How are multiple comparisons with repeated measures different?

How are multiple comparisons with repeated measures different?

However, the arithmetic is no different is we compare (Mean1 + Mean2 + Mean3)/3 with (Mean4 + Mean5)/2. In other words, we can compare means of means. If you had two control groups and three treatment groups, that particular contrast might make a lot of sense.

How many tests per group in repeated measures?

We can quickly compute the number of meaningful tests: you have 12 measures; each was measured 3 times in 3 groups. So if we count all pairwise tests, it will be 3 tests per group and 3 tests per measurement time, i.e. 18 tests per measure, i.e. 216 tests.

How to compare two groups with multiple measurements?

In each group there are 3 people and some variable were measured with 3-4 repeats. As you can see there are two groups made of few individuals for which few repeated measurements were made. I would like to compare two groups using means calculated for individuals, not measure simple mean for the whole group.

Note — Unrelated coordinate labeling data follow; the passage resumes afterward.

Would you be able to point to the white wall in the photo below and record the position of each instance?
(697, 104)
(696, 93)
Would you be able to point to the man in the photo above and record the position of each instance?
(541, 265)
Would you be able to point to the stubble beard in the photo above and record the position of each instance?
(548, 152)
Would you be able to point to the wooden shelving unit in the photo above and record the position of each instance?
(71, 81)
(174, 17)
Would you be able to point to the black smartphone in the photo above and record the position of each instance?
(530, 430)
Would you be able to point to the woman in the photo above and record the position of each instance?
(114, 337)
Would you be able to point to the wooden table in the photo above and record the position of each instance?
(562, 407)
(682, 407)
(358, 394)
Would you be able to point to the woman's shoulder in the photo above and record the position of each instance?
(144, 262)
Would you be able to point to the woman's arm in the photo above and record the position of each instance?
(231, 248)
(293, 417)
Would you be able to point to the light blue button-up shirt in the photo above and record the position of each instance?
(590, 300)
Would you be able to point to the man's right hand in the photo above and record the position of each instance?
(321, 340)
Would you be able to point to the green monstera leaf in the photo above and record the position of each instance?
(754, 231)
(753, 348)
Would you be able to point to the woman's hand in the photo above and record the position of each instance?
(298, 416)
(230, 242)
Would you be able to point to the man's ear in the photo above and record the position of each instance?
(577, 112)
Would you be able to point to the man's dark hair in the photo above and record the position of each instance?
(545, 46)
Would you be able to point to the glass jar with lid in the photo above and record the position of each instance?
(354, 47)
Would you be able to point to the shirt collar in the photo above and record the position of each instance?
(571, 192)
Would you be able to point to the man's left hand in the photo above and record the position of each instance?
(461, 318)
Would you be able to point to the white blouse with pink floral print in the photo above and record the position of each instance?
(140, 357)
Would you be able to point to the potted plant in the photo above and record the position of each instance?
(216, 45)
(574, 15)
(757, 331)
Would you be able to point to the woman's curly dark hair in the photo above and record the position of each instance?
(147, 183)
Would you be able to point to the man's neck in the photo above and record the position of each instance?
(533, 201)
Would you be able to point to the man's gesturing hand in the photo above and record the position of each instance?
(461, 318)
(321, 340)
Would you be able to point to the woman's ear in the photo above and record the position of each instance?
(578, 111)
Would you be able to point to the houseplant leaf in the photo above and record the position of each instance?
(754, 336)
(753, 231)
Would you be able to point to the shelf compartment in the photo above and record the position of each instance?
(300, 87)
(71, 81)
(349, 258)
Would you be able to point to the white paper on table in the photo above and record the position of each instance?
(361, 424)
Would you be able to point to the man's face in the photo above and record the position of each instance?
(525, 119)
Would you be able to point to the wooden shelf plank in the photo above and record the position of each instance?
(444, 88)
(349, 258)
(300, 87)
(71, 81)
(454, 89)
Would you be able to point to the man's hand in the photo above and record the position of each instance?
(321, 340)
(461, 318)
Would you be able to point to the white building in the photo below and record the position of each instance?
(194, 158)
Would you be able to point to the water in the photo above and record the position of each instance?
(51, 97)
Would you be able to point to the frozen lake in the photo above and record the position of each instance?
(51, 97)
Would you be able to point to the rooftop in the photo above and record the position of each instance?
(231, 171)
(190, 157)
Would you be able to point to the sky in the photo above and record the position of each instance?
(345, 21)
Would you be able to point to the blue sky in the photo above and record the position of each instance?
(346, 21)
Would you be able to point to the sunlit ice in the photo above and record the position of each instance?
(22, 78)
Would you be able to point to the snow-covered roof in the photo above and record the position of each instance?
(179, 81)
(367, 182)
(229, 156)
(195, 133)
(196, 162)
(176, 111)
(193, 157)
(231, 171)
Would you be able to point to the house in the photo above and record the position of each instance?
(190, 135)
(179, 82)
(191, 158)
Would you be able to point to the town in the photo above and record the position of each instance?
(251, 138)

When to use a two way repeated measures MANOVA?

For all measures, comparison between all groups and all times is a two-way repeated measures MANOVA. It will test if there is a significant effect of group, significant effect of time, or significant interaction between them on all measures taken together.

What is the definition of the multiple comparisons problem?

Definition. The multiple comparisons problem also applies to confidence intervals. A single confidence interval with a 95% coverage probability level will contain the population parameter in 95% of experiments. However, if one considers 100 confidence intervals simultaneously, each with 95% coverage probability,…

Which is the best procedure for multiple comparisons?

Virtually all the multiple comparison procedures can be computed using the lowly ttest; either a ttest for independent means, or a ttest for related means, whichever is appropriate. Certainly textbooks give different procedures for different tests, but the basic underlying structure is the ttest.

When do you use multiple comparisons in a statistical analysis?

Multiple comparisons arise when a statistical analysis involves multiple simultaneous statistical tests, each of which has a potential to produce a “discovery.”.